Instead, start by providing reasonably non-ambiguous ways to measure constructs like "properly-functioning", "freedom" and "production", then show research or analyses supporting the correlation you want to claim. (The short form of the foregoing: "citation needed".)
Drop the second part of the claim which is pure emotional appeal and metaphor ("machinery", "supreme", "violent"), but otherwise content-free.
Assuming the correlation exists, also investigate alternative explanations, acknowledging when one of these cannot be ruled immediately out by argument or by observation, so that further tests are needed.

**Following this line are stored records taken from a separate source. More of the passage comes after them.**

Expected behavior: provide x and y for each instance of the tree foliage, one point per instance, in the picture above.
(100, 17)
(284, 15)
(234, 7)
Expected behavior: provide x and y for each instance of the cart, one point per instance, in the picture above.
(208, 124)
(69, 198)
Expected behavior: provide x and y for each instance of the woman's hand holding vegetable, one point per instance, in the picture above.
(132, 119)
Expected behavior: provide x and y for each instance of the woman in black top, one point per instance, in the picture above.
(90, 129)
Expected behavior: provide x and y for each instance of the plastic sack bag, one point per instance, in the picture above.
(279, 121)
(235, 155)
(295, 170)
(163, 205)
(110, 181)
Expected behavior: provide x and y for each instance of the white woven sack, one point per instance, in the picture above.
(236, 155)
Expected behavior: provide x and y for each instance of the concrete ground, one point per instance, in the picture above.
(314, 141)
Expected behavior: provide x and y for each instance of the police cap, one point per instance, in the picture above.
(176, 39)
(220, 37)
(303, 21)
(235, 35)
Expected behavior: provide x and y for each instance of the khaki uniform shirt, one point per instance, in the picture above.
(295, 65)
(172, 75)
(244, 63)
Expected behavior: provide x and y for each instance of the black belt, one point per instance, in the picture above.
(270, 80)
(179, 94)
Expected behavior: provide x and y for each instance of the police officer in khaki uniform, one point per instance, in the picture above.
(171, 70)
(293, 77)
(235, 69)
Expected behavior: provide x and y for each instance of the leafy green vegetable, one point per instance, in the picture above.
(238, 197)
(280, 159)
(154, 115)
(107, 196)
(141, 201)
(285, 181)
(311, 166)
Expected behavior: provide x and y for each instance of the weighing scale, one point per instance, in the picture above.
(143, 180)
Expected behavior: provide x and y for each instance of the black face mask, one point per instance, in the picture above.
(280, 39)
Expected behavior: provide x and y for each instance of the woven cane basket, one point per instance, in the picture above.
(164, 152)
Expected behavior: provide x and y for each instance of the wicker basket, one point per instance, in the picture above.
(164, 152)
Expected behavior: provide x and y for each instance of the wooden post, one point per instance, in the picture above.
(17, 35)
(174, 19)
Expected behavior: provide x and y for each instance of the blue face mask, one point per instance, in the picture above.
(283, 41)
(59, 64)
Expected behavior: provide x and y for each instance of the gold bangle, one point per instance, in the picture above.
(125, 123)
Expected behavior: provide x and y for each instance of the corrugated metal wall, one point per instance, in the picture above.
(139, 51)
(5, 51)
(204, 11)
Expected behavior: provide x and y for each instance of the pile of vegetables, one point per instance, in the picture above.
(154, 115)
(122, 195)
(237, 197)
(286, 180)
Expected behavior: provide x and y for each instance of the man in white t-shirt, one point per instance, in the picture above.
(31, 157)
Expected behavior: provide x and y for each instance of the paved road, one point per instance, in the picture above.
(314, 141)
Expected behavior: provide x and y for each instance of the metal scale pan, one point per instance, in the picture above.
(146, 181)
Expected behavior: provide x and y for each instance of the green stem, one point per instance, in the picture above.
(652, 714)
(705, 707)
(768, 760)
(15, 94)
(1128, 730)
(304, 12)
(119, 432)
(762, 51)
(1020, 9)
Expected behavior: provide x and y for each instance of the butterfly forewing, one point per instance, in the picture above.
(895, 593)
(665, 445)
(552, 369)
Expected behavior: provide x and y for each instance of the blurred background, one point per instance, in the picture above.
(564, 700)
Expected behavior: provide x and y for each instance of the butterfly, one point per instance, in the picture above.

↑ comment by FAWS · 2012-01-25T09:52:37.061Z · LW(p) · GW(p)
It's like a low-information mind saying "I'm sick and tired of having AIDS, take your virus-destroying nanobot offer and go bother someone else!" I guess in that situation, you kind of scratch your head, and then say something like "OK, Darwin at work. Seeya."
Well, see, currently you don't have any empirical evidence that your nanobot cure won't kill me swiftly and I suspect it would, so your apparent insistence that I inject myself with it right here on the spot sounds a lot like those black plague merchants to me. I would be in favor of testing the nanobot cure (assuming the nanobots aren't self replicating), but please don't start the testing with life humans.
Replies from: None↑ comment by [deleted] · 2012-01-25T08:32:36.979Z · LW(p) · GW(p)
x
Replies from: None↑ comment by [deleted] · 2012-01-25T08:57:35.738Z · LW(p) · GW(p)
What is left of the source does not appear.